Retour à la liberté de circulation au Gabon après le renversement d’Ali Bongo
En date du samedi 2 septembre 2023, les militaires putschistes qui ont renversé Ali Bongo, dirigeant du Gabon pendant 14 ans, ont fait une annonce marquante : celle de la réouverture des frontières du pays, une décision prenant effet immédiatement. Cette mesure, prise trois jours seulement après le renversement d’Ali Bongo, vise à assurer la « continuité de l’État ».
Cette résolution intervient deux jours avant la prise de fonction, en tant que « président de la transition », du général Brice Oligui Nguema, prévue pour le lundi 4 septembre 2023. La durée de son mandat n’a toutefois pas été précisée.
Une volonté d’instaurer un nouvel ordre juridique et politique
Le vendredi 1ᵉʳ septembre, le nouveau dirigeant du Gabon a formulé des promesses importantes : la mise en place d’une nouvelle Constitution ainsi qu’un code électoral rénové. Par ce geste, il a signifié aux principaux partis de l’opposition de l’ancien régime, qui souhaitaient le retour au pouvoir des civils, notamment en la personne d’Albert Ondo Ossa, arrivé deuxième aux élections présidentielles du 26 août considérées comme frauduleuses, qu’il n’y aurait pas de retour en arrière.
La décision de rouvrir les frontières a été motivée par le désir de « préserver le respect de l’État de droit, d’entretenir de bonnes relations avec nos voisins ainsi que tous les États du monde », a expliqué le colonel Ulrich Manfoumbi Manfoumbi, porte-parole du Comité pour la Transition et la Restauration des Institutions (CTRI), lors d’une déclaration officielle à la télévision d’État.
Il a également réaffirmé la « détermination » des militaires à « honorer » leurs « engagements internationaux ».
Une promesse de plus de démocratie
Le général Oligui Nguema a promis la mise en place d’institutions « plus démocratiques », respectueuses des « droits humains », mais sans aucune « précipitation ». Ces promesses interviennent après une série de rencontres soutenues avec divers partis, le corps diplomatique, les organisations internationales et les bailleurs de fonds.
Il a également pointé du doigt la « corruption » inhérente à l’ancien régime de M. Bongo, dont la famille a régné sur ce petit État pétrolier d’Afrique centrale pendant plus de 55 ans.
Cependant, les autorités n’ont toujours pas levé le couvre-feu actuellement en vigueur sur l’ensemble du territoire, de 18h(17h GMT) à 6h (5h GMT).

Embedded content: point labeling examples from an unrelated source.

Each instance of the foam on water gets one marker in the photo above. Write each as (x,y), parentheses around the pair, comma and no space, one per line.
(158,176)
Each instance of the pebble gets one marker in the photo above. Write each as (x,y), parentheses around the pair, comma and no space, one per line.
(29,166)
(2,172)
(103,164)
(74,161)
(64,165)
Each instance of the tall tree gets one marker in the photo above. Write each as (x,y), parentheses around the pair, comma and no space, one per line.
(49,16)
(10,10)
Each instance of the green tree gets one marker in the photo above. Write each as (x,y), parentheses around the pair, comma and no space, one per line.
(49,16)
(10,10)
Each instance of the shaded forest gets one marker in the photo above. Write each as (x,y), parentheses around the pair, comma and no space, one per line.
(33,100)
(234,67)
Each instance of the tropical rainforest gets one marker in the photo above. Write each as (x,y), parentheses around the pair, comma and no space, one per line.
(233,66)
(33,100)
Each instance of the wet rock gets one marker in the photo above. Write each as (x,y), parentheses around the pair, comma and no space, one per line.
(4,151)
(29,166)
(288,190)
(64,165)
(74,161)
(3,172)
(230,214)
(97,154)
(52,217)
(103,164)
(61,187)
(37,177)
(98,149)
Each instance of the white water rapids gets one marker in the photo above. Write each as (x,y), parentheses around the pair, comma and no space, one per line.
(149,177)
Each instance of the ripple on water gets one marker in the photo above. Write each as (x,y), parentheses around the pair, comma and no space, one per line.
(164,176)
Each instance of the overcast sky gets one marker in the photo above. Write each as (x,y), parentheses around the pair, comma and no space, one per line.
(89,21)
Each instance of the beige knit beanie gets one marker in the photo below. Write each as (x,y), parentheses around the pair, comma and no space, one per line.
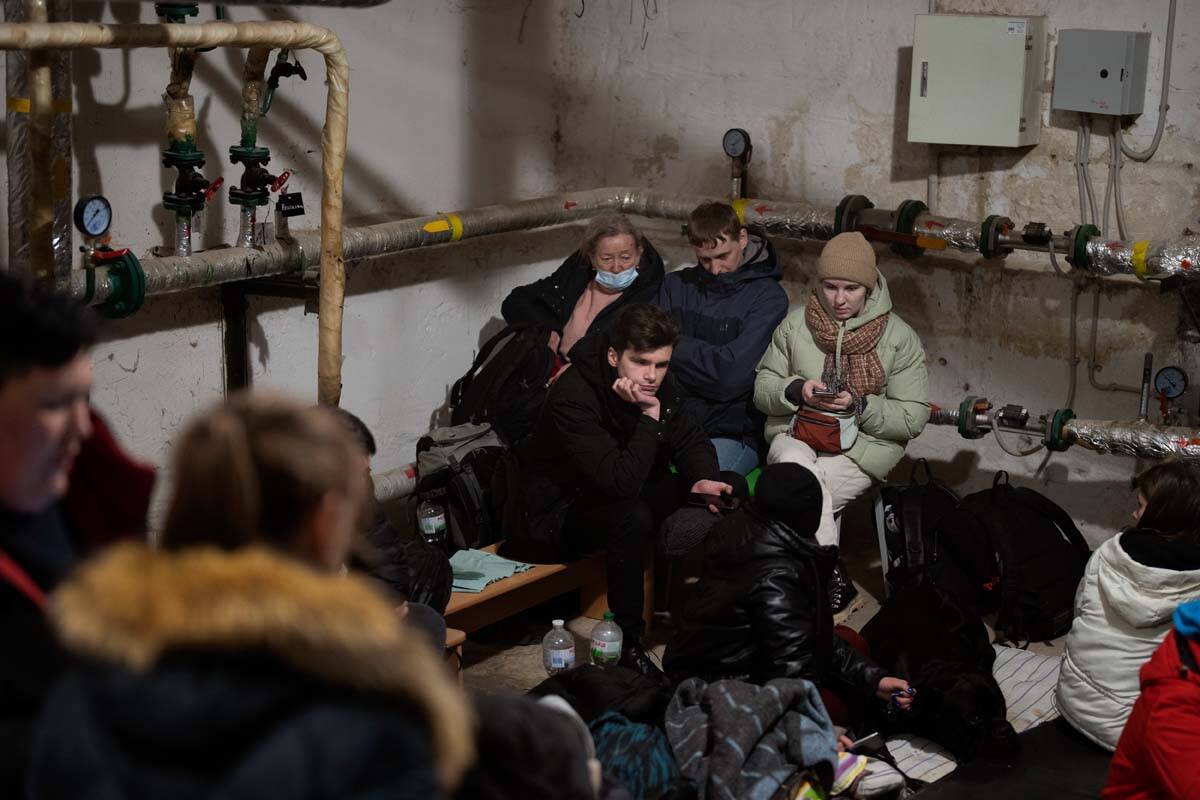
(847,257)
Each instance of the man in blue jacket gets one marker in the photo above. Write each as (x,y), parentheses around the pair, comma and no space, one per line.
(727,306)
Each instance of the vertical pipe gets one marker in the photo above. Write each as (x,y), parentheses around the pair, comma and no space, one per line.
(17,120)
(183,233)
(41,122)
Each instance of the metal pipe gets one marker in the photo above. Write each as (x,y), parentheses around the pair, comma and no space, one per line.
(40,36)
(183,234)
(395,483)
(41,131)
(246,221)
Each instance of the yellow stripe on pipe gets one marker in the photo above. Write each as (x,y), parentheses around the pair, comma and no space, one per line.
(739,208)
(21,106)
(1139,258)
(455,227)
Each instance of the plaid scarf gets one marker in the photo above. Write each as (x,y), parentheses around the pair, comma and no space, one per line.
(861,370)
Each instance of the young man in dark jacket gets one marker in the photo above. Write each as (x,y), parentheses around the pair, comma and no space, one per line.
(727,306)
(761,608)
(595,470)
(48,434)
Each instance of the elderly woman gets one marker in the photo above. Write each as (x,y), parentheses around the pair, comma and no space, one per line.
(844,384)
(613,266)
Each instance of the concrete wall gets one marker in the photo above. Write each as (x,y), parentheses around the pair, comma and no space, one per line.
(459,103)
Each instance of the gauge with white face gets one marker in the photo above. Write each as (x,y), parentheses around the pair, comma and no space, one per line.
(94,216)
(736,143)
(1171,382)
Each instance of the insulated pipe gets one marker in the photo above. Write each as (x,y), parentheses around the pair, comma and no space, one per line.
(292,35)
(41,131)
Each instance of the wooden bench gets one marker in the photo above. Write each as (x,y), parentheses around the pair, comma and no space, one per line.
(472,611)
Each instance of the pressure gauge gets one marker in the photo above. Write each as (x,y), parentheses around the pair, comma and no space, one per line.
(736,143)
(93,216)
(1170,382)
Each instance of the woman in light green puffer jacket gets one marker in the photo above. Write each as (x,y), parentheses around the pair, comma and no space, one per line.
(847,335)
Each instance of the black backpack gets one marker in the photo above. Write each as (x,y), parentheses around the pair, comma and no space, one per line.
(507,384)
(1012,551)
(455,468)
(911,515)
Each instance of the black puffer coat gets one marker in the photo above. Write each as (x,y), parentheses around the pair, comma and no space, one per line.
(591,441)
(761,611)
(550,301)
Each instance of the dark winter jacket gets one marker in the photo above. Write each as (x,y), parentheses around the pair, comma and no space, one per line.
(727,322)
(1159,747)
(761,611)
(205,673)
(550,301)
(591,441)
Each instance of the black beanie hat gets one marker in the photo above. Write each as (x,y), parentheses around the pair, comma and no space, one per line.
(791,494)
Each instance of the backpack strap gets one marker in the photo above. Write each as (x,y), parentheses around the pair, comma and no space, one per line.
(485,353)
(19,579)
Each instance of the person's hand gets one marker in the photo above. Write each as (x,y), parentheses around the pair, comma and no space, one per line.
(712,487)
(631,392)
(888,691)
(840,403)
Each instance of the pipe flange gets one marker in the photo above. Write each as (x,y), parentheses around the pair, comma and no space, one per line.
(966,426)
(1079,236)
(906,218)
(127,293)
(989,236)
(844,216)
(1056,438)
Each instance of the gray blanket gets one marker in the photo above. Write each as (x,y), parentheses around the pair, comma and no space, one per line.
(739,741)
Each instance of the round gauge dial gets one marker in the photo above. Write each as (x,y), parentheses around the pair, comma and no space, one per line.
(94,215)
(736,143)
(1171,382)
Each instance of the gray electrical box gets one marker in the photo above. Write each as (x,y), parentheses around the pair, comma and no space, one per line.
(1101,71)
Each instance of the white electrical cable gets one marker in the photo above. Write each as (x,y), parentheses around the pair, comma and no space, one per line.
(1018,453)
(1163,106)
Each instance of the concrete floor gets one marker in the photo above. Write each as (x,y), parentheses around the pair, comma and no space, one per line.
(508,656)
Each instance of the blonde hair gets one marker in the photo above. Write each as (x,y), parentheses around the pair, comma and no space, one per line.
(603,227)
(253,470)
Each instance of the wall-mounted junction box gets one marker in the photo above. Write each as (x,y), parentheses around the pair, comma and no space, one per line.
(1101,71)
(977,79)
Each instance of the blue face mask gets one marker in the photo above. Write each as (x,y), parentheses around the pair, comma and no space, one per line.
(616,281)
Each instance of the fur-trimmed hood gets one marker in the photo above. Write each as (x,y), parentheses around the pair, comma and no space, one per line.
(133,606)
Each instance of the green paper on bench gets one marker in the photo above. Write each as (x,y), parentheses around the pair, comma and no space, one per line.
(473,570)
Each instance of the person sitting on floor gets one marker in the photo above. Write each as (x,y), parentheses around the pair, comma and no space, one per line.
(613,268)
(845,385)
(1159,747)
(66,489)
(761,608)
(595,470)
(726,305)
(237,661)
(1123,607)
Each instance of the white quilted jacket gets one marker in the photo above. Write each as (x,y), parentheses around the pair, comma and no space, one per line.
(1122,613)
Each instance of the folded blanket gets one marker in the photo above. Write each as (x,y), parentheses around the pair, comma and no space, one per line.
(473,570)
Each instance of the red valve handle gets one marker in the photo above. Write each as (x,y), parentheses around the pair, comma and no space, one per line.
(214,187)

Néanmoins, « les voyageurs arrivant en République gabonaise ou désireux de partir seront autorisés à circuler sur présentation de leur document de voyage », a précisé M. Manfoumbi Manfoumbi.
Un Gabon en quête d’un nouveau visage
En somme, cette nouvelle ère du Gabon semble marquée par une volonté de renouveau politique et juridique, avec l’espoir que ces changements permettront au pays de s’affranchir de l’ombre de l’ancien régime. Cependant, le chemin vers la démocratie reste semé d’embûches et seul le temps nous dira si ces promesses seront tenues.